1. Initialize $\theta=(\pi_k, 
\boldsymbol{\mu}_k, \boldsymbol{\Sigma}_k)$ randomly
1. Alternate:
    - E-step: based on $\theta$, calculate the expectation of log-likelihood and estimate $\gamma(z_{ik})$, 
      the poterior probability that observation $\boldsymbol{x}_i$ comes from Gaussian $k$
    - M-step: update $\theta$ by maximizing the expectation of log-likelihood 
      based on $\gamma(z_{ik})$
1. When the algorithm converges or when `iter = max_iter`, terminate.

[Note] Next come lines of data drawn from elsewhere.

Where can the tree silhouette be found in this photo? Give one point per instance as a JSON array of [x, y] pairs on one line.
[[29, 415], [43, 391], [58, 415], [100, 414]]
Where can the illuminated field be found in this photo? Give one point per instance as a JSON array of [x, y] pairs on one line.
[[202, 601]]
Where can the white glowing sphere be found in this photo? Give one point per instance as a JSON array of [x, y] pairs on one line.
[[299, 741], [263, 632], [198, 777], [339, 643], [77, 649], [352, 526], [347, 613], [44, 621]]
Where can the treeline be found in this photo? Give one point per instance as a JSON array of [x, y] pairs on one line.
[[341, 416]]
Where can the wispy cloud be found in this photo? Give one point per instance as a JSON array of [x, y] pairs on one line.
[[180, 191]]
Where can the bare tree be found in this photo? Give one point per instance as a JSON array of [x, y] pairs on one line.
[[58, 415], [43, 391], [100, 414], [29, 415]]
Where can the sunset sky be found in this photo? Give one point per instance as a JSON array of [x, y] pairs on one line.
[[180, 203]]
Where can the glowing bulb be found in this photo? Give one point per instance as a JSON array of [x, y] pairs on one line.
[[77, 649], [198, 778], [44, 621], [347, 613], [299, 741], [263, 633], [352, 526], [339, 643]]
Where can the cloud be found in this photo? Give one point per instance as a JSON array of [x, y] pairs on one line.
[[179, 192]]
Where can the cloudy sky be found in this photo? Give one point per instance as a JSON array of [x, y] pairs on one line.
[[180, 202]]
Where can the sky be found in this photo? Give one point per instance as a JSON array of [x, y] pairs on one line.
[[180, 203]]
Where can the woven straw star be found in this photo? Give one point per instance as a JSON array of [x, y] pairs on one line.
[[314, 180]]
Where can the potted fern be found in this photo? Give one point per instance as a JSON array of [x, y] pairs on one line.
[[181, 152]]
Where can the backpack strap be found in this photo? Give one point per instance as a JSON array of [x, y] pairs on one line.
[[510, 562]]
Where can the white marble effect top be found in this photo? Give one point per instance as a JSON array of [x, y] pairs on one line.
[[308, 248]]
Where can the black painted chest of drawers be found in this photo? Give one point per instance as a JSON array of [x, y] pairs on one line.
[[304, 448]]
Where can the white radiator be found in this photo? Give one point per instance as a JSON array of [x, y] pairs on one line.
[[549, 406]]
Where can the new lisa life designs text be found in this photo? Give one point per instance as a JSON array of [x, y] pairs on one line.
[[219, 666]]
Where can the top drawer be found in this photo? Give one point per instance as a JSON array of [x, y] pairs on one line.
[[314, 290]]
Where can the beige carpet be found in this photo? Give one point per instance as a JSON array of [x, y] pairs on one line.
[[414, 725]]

For more details about mathematics and the EM algorithm: 
<https://towardsdatascience.com/gaussian-mixture-models-explained-6986aaf5a95>, 
<https://towardsdatascience.com/gaussian-mixture-models-vs-k-means-which-one-to-choose-62f2736025f0>.

### Implementation

GMM can also be implemented by importing the `scikit-learn` package.

### Iris data

```{python}
import pandas as pd
import numpy as np
import matplotlib.pyplot as plt
import seaborn as sns
from sklearn import datasets
```

```{python}
iris_data = datasets.load_iris()
iris = pd.DataFrame(iris_data.data,columns=["sepal_length","sepal_width","petal_length","petal_width"])
iris['species'] = pd.Series(iris_data.target)
iris.info()
```

```{python}
sns.FacetGrid(iris,hue="species", height=3).map(sns.histplot,"petal_length").add_legend()
sns.FacetGrid(iris,hue="species", height=3).map(sns.histplot,"petal_width").add_legend()
sns.FacetGrid(iris,hue="species", height=3).map(sns.histplot,"sepal_length").add_legend()
plt.show()
```

For a more concise visualization later, we just select `sepal_length` and `sepal_width` as the input variables.

```{python}
X = iris.iloc[:, [0, 1]].values
y = iris.iloc[:, 4]
```

Train the GMM:

```{python}
from sklearn.mixture import GaussianMixture

GMM = GaussianMixture(n_components = 3)
GMM.fit(X)
```

We can plot the Gaussians by using a `plot_gmm` function defined on 
<https://jakevdp.github.io/PythonDataScienceHandbook/05.12-gaussian-mixtures.html>.

```{python}
from matplotlib.patches import Ellipse

def draw_ellipse(position, covariance, ax=None, **kwargs):
    """Draw an ellipse with a given position and covariance"""
    ax = ax or plt.gca()
    
    # Convert covariance to principal axes
    if covariance.shape == (2, 2):
        U, s, Vt = np.linalg.svd(covariance)
        angle = np.degrees(np.arctan2(U[1, 0], U[0, 0]))
        width, height = 2 * np.sqrt(s)
    else:
        angle = 0
        width, height = 2 * np.sqrt(covariance)
    
    # Draw the Ellipse
    for nsig in range(1, 4):
        ax.add_patch(Ellipse(position, nsig * width, nsig * height,
                             angle, **kwargs))
        
def plot_gmm(gmm, X, label=True, ax=None):
    ax = ax or plt.gca()
    labels = gmm.predict(X)
    if label:
        ax.scatter(X[:, 0], X[:, 1], c=labels, s=40, cmap='viridis', zorder=2)
    else:
        ax.scatter(X[:, 0], X[:, 1], s=40, zorder=2)
    ax.axis('equal')
    
    w_factor = 0.2 / gmm.weights_.max()
    for pos, covar, w in zip(gmm.means_, gmm.covariances_, gmm.weights_):
        draw_ellipse(pos, covar, alpha=w * w_factor)
```

```{python}
plot_gmm(GMM, X)
```

```{python}
# print the converged log-likelihood value
print(GMM.lower_bound_)
 
# print the number of iterations needed
# for the log-likelihood value to converge
print(GMM.n_iter_)
```

### Prediction

If we have some new data, we can use `GMM.predict` to predict which Gaussian they belong to.

```{python}
from numpy.random import choice
from numpy.random import multivariate_normal

# first choose the clusters for 4 new data points
draw = choice(range(3), 4, p=GMM.weights_)

# sample the new data points within their chosen cluster
sample_test=[]
for i in range(len(draw)): 
    n = draw[i]
    sample_test.append(
        multivariate_normal(GMM.means_[n],GMM.covariances_[n]))
```

```{python}
GMM.predict(sample_test)
```

### Comparison to K-means

Both GMM and K-means are unsupervised clustering models, but GMM seems to be more robust 
as it introduces probabilities. However, GMM is generally slower than K-Means because 
it takes more iterations to converge. GMM can also quickly converge to a local minimum, 
not the optimal solution.

In practice, GMM can be initialized by K-Means centroids to speed up the convergence.